Enthusiasms

Enthusiasms is an edited stream of consciousness, by Simen.

alloy-d asked: Having read so much about him on your blog, I've recently gotten into Murakami. I'm nearing the end of _Blind Willow, Sleeping Woman_, and I'm planning on getting one of his full-length novels next. I'm primarily considering _Hard-boiled Wonderland_, _Sputnik Sweetheart_, and _1Q84_. Of course, I plan on reading them all, but is there one in particular that you would recommend starting with?

I wouldn’t start with any of them. The first Murakami novel to read, to my mind, is either Norwegian Wood or Wind-Up Bird Chronicle. They also happen to be his best novels. Norwegian Wood is a simpler story, while Wind-Up Bird is the kind of epic that I think Murakami tried and failed to recreate in 1Q84.
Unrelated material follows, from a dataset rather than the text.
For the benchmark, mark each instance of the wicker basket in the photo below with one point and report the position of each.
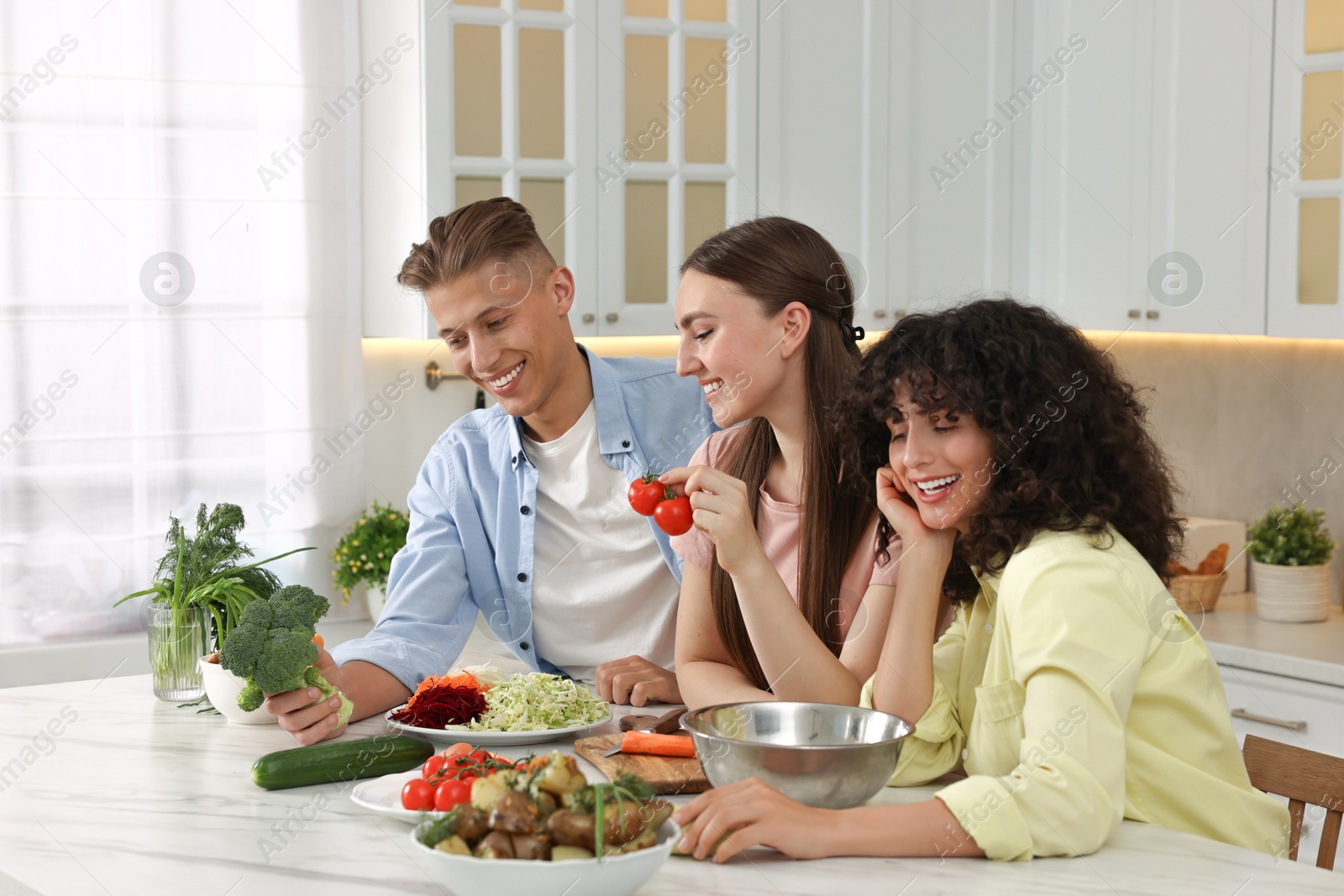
(1198, 594)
Read Norwegian Wood to gain some confidence that Murakami is worth listening to, and is actually capable of finishing a novel satisfactorily. That’s something you’re going to need when tackling some of his bigger works, because Murakami is not a very good novelistic engineer: the longer his works get, the messier the novel’s overall structure gets.

The story in Norwegian Wood is simple, and I suspect that’s why he was able to tie up the loose ends. The protagonist, whose personality is identical to a half-dozen other Murakami protagonists, is a student in Tokyo in the late sixties—which happens to be when Murakami was a college student in Tokyo. Toru used to hang out with his high school best friend and the friend’s girlfriend, Naoko, until Toru’s friend committed suicide. Now in college, Toru meets Naoko again, and they begin a troubled romance. Naoko has emotional issues, and takes a break from school to go to a sanatorium in the woods. Meanwhile, Toru meets another girl, Midori, who is Naoko’s polar opposite: lively and upbeat, a sort of Murakamiesque take on the manic pixie dream girl (think Zooey Deschanel in any number of films). That’s basically it for plot: what happens next is a consequence of these facts. But you don’t read a book like this for the plot. It’s very much suffused with the sense of surreality that you’ve come to expect from Murakami’s short fiction (and his other novels), but there is none of the physical and psychological anti-realism. It’s the book to show people who are under the impression that Murakami is all whimsy.

If you’ve read Blind Willow, Sleeping Woman, you’ve already read the story Firefly, which became the first chapter of Norwegian Wood, and Wikipedia tells me that the title story of the collection is also related to Norwegian Wood.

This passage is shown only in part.